3) Civilisation... à jour (mars 22)
Il peut sembler déplacé de parler de développement culturel, de civilisation en ces temps de crise... Même si certains diront que... ce n'est pas grave, que la vie continue quand même... - et la culture (l'art, la littérature), diront-ils, ne doit pas souffrir du drame en cours ; d'ailleurs, ajouteront-ils, cette guerre ne nous concerne pas directement ; et après tout, il est plus sain de se mêler de ses affaires... Pour ma part, je suis convaincu qu'au contraire, les actes sanglants qui se déroulent en ce moment dans notre voisinage appellent de telles discussions, devenues plus que nécessaires. J'ai essayé de mettre en évidence les difficultés qui surgissent dans les processus d'acculturation. Il s'agit de transformations complexes, qui nécessitent une construction théorique adéquate, mais que le sens commun perçoit sans beaucoup de nuances. Un dicton circule dans le grand public : si l'on enlève la tache de civilisation de la surface (et l'on indique le représentant d'une nation particulière), on trouve, sous la surface, l'homme des cavernes…
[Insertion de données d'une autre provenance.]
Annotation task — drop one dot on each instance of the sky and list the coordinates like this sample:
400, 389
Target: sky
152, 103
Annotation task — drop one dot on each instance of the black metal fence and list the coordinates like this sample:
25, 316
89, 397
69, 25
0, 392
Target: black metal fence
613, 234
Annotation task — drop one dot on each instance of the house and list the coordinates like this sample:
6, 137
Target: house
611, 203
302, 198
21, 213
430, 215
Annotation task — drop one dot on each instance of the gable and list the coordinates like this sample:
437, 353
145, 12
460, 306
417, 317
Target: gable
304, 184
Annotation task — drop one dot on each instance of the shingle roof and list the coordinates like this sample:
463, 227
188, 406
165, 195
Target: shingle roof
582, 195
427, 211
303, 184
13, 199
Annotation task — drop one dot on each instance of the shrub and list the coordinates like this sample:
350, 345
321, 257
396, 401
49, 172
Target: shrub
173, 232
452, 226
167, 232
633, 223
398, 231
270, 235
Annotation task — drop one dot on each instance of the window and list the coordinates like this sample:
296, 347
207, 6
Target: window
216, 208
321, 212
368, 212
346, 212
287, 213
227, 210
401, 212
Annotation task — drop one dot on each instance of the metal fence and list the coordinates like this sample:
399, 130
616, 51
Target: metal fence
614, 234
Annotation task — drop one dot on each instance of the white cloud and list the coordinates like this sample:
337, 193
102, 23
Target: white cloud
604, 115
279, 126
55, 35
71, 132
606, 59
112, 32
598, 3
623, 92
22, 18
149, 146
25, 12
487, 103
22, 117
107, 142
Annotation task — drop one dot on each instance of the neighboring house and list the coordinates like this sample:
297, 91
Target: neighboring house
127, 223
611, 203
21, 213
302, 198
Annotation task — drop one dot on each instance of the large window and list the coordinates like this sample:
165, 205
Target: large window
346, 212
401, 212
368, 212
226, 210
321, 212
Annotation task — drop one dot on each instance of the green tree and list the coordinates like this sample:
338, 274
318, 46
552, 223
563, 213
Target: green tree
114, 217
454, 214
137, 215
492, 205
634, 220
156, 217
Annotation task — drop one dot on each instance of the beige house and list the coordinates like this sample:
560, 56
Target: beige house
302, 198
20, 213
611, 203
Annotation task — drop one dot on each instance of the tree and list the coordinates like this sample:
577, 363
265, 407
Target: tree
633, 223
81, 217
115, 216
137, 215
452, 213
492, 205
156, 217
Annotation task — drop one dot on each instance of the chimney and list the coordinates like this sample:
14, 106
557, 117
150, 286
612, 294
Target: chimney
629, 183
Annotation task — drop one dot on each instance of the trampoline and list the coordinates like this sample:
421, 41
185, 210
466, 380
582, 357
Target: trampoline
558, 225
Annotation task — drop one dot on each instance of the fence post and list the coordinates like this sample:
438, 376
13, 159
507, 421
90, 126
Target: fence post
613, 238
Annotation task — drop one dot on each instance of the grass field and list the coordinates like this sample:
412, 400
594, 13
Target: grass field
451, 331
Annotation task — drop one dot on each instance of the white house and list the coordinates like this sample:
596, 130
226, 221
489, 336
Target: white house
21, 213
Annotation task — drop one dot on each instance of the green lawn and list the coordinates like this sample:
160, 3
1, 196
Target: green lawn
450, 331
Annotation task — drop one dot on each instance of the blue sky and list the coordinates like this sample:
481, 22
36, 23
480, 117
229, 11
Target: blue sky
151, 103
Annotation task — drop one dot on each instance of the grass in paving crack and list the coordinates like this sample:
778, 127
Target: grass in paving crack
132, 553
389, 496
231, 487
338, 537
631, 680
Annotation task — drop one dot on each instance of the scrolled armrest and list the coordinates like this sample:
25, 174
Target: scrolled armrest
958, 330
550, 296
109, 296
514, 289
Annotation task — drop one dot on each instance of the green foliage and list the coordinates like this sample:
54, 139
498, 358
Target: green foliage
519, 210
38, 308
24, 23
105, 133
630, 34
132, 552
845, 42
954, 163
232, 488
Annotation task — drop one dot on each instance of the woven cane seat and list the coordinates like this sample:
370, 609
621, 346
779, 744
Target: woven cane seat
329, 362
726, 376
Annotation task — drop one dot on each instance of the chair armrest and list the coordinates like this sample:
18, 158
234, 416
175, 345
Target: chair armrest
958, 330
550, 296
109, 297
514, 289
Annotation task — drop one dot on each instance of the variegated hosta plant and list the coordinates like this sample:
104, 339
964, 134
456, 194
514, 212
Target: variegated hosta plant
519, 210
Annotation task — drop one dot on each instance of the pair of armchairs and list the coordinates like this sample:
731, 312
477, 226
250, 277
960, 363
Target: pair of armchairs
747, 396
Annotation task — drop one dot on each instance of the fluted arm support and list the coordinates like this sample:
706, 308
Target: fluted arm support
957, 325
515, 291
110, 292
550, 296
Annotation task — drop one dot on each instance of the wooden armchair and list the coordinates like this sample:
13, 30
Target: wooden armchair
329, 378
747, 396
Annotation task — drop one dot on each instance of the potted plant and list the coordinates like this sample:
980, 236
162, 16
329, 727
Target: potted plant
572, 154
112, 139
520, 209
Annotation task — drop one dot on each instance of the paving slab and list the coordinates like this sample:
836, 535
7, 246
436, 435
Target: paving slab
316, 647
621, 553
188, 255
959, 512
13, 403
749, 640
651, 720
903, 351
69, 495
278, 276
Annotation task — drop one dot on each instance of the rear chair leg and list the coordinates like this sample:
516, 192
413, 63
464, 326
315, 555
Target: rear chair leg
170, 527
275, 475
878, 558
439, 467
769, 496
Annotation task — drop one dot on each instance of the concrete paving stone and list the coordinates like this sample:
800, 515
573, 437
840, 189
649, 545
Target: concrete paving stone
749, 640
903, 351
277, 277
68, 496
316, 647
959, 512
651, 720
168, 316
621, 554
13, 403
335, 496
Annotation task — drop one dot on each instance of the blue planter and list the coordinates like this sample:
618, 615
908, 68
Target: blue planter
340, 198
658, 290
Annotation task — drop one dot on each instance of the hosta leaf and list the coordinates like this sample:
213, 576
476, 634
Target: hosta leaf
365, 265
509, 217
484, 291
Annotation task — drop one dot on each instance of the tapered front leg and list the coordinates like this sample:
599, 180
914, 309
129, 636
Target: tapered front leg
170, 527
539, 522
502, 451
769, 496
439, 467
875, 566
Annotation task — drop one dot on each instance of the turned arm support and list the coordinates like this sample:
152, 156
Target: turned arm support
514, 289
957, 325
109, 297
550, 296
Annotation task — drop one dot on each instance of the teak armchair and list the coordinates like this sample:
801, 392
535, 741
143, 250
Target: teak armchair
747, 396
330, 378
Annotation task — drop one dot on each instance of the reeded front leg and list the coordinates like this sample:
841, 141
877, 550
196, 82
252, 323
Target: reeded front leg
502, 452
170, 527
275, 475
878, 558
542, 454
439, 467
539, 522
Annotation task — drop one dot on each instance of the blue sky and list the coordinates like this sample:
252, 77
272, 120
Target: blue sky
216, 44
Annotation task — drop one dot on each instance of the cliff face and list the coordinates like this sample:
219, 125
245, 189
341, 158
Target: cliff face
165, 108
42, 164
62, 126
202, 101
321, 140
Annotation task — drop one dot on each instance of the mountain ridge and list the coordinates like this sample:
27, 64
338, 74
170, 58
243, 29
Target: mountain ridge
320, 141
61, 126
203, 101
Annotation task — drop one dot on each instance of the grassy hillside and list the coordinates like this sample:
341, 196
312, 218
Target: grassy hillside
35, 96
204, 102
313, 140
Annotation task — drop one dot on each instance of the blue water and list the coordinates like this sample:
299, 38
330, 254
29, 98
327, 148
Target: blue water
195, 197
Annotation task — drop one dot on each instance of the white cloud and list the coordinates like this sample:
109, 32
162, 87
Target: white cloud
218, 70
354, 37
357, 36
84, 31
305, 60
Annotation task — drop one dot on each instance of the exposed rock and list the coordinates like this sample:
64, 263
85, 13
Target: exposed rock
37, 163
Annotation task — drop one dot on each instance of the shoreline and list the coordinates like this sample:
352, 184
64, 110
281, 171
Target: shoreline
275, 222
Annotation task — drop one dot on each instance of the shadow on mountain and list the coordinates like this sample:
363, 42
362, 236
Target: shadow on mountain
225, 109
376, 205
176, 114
Le processus de civilisation dépend largement du contexte dans lequel il se déroule. Un certain ordre des choses, une certaine stabilité de l'Europe occidentale a assuré les moments où le monde s'est civilisé et a fixé, étape après étape, ces habitudes... (Norbert Elias) qui se sont généralisées... et ont fonctionné par la suite même dans des conditions moins favorables. Ce que nous appelons civilisation a donné lieu à des adoptions, des emprunts et des contaminations par des groupes de personnes à d'autres stades de l'évolution sociale. En dehors de l'Europe, d'autres types de civilisations ont vu le jour... On ne peut pas les ignorer, elles existent. Les cultures africaines, polynésiennes, asiatiques... des modes d'existence sociale non européens, ou pré-européens. Beaucoup d'entre elles ont adopté le modèle européen au cours du siècle dernier. La combinaison de l'élément originel avec le modèle européen a conduit à l'établissement d'une image universelle de la coexistence entre les différents types de culture. À partir de la Renaissance et de l'humanisme et jusqu'au siècle des Lumières, l'idée de l'homme universel a émergé, ce qui a rendu possible cette image globale. Cela ne veut pas dire que les éléments originels des cultures vivant exclusivement dans leurs propres limites ont disparu. Ils remontent à la surface malgré les apparences de similitude, se font sentir et se révèlent parfois plus forts que ce qui a été emprunté et présenté comme le costume ultime. Le processus de civilisation devient universel - les éléments particuliers tendent à s’isoler.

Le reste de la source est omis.